Hi everyone,
New poster here, keen to get involved in some serious C programming. I'm currently working on a program to take ASCII input from a file, and count the occurrences of each individual word within that file. The program should ignore punctuation and treat whitespace as the end of a particular string. It should also convert uppercase letters to lowercase letters to avoid duplicates. All of these strings and their counts should be stored in an array, which should then be sorted and printed to a CSV file.

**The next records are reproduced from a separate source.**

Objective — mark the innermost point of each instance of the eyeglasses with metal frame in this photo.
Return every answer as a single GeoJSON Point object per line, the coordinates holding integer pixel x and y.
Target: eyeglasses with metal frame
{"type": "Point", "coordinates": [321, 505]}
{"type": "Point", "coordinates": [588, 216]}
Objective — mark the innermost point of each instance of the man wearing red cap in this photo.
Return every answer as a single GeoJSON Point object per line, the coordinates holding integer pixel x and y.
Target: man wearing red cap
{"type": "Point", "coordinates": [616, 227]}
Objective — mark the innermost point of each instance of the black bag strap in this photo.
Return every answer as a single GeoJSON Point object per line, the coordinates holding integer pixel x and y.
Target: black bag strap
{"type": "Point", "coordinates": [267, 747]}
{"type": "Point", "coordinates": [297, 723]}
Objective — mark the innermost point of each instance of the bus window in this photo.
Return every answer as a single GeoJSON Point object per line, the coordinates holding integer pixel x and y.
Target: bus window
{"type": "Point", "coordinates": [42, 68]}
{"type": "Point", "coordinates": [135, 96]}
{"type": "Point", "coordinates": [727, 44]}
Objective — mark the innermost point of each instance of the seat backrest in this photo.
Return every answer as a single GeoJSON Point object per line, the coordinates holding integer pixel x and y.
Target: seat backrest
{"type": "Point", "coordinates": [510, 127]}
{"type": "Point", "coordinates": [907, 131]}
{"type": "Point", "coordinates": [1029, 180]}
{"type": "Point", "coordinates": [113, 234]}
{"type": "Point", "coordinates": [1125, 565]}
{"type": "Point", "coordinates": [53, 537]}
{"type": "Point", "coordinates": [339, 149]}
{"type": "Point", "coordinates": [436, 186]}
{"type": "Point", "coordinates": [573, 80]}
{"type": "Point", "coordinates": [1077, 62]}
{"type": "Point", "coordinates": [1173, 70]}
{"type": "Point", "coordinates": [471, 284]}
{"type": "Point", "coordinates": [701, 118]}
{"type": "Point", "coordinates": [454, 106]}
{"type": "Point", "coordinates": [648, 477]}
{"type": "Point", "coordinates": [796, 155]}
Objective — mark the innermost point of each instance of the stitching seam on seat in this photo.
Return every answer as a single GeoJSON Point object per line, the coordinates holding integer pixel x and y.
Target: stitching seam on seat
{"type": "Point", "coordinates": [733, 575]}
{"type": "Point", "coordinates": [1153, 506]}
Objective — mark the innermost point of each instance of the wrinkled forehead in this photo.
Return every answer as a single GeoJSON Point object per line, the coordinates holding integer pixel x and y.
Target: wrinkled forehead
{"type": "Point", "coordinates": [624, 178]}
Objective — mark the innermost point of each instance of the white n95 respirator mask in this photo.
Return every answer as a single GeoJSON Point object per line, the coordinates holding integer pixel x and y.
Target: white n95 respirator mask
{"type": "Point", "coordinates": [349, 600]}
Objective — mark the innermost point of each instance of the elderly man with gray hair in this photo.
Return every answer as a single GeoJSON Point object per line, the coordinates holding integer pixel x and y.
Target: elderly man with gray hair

This is what I have so far. Bear in mind that this is a partial implementation, and the bits that work are by no means perfect:
Code:
#include <stdio.h>#include <string.h>
#include <ctype.h>
#include <stdlib.h>
#include <errno.h>
#define TRUE 1
#define FALSE 0
/* This program is designed to take an ASCII input file, count the occurrences of words in it
* and write an output file displaying the data. I intend for it to convert uppercase to
* lowercase, so as not to generate duplicate words in the data structure. It should also
* ignore whitespace and punctuation.
*/
void getWords(void);
void printFile(void);
void save(char *input);
struct word {
char *str;
int wc;
};
struct word *warray = NULL;
FILE *infile;
FILE *outfile;
int elements = 0;
void getWords(void)
{
char cw[100]; // Current word storage
int fullWord = FALSE;
int i = 0, j = 0, c;
while((c = fgetc(infile)) != EOF)
{
if(isalpha(c))
{
if(isupper(c))
{
cw[i] = tolower(c);
++i;
}
else
{
cw[i] = c;
++i;
}
fullWord = TRUE;
}
else
{
if(fullWord)
{
cw[i] = '\0';
i = 0;
fullWord = FALSE;
save(cw);
}
}
}
return;
}
void printFile(void)
{
int i, c;
printf("Printing the file to be counted in lowercase...\n");
for(i = 0; (c = fgetc(infile)) != EOF; i++)
{
if(ispunct(c) || isdigit(c))
{
++i;
}
else
{
putchar(tolower(c));
}
}
printf("\n");
rewind(infile);
}
void save(char *input)
{
int i = 0;
if(!warray)
{
warray = malloc(sizeof(struct word));
printf("Made array.\n");
}
else
{
printf("New\n");
for(i = 0; i < elements; i++)
{
printf("in for loop.\n");
if (strcmp(input, warray[i].str) == 0)
{
printf("exists\n");
warray[i].wc++;
}
else
{
printf("New element\n");
warray = realloc(warray, (elements+1)*sizeof(struct word));
printf("Elements = %d\n", elements);
warray[elements].str = malloc(strlen(input)+1);
strcpy(warray[elements].str,input);
warray[elements].wc = 1;
}
}
}
return;
}
int main (int argc, char *argv[])
{
if (argc < 3)
{
puts("Please supply the input filename and desired output filename as arguments.");
return 1;
}
infile = fopen(argv[1], "r");
if(infile == NULL)
{
printf("File failed to open. Error: %d\n", errno);
return 1;
}
else
{
puts("File opened successfully.");
printFile();
getWords();
}
printf("%d", elements);
return 0;
}
The problem I'm having is that my "elements" variable doesn't seem to be incrementing, so the save function also doesn't seem to actually be doing anything. I assumed that the reason for this was the following:
Code:
for(i = 0; i < elements; i++) {
printf("in for loop.\n");
if (strcmp(input, warray[i].str) == 0)
{
printf("exists\n");
warray[i].wc++;
}
else
{
printf("New element\n");
warray = realloc(warray, (elements+1)*sizeof(struct word));
printf("Elements = %d\n", elements);
warray[elements].str = malloc(strlen(input)+1);
strcpy(warray[elements].str,input);
warray[elements].wc = 1;
}
}
The "elements" variable is set globally to 0, and is supposed to be incremented within the save function. I assumed that this was causing the problem with regards to the above for loop, so I changed the initial value of elements to 1, which resulted in a segmentation fault.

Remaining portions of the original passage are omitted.